Jaclyn Conley Canada, b. 1979
72 x 60 in
“History never repeats itself, but the Kaleidoscopic combinations of the pictured present often seem to be constructed out of the broken fragments of antique legends.” Mark Twain (Samuel L. Clemens) and Charles Dudley Warner, 1874.
In my paintings the photograph source becomes a space between reality and imagination with overlaps of past and present. In this set of five paintings characters of the American counterculture of the 1960s and 1970s inhabit Bruegel’s landscapes illustrating the passing of time as seasons. In both worlds individuals strive to organize themselves and to coexist within a set of ideals all under the dominating whims of greater natures. The figures, sometimes dwarfed by their surroundings and other times stretching the scale of their influence reflect our own uncertainty of our human force onto, and as part of, our landscape.
source images
Photo by Peter Simon captioned: “This is the place on Martha’s Vineyard where we spent the summer of ‘70 almost entirely free of clothes.

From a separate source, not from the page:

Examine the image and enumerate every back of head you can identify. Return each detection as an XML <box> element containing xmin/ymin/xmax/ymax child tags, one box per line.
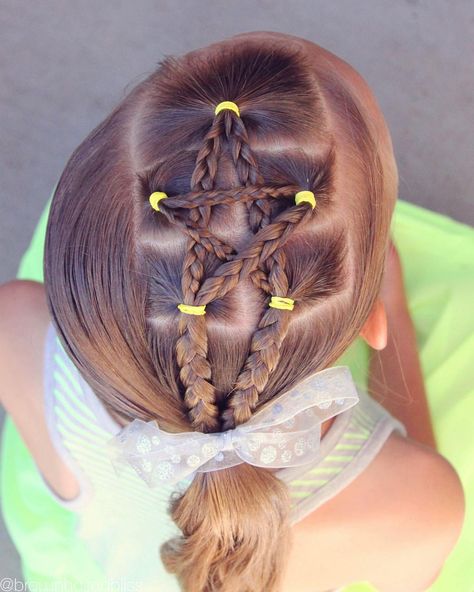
<box><xmin>44</xmin><ymin>31</ymin><xmax>397</xmax><ymax>592</ymax></box>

It’s just escaping on the run.”
Photo by Bettmann Archive titled “Murdered Reverend James Reeb’s Memorial and captioned: “Nearly 30,000 persons gathered on Boston Common, to attend memorial services for martyred Reverend James Reeb, 38, of Dorchester, who was killed in Selma, Alabama some time after he had participated in a voter registration march. Services were held from Parkman Bandstand.”
Photo by Roy Finestone titled “Nina Keller, her mother and an unidentified woman, Johnson Pature Commune, August 1969.”
Painting 'The Harvesters' by Pieter Bruegel the Elder, oil on wood, 1565.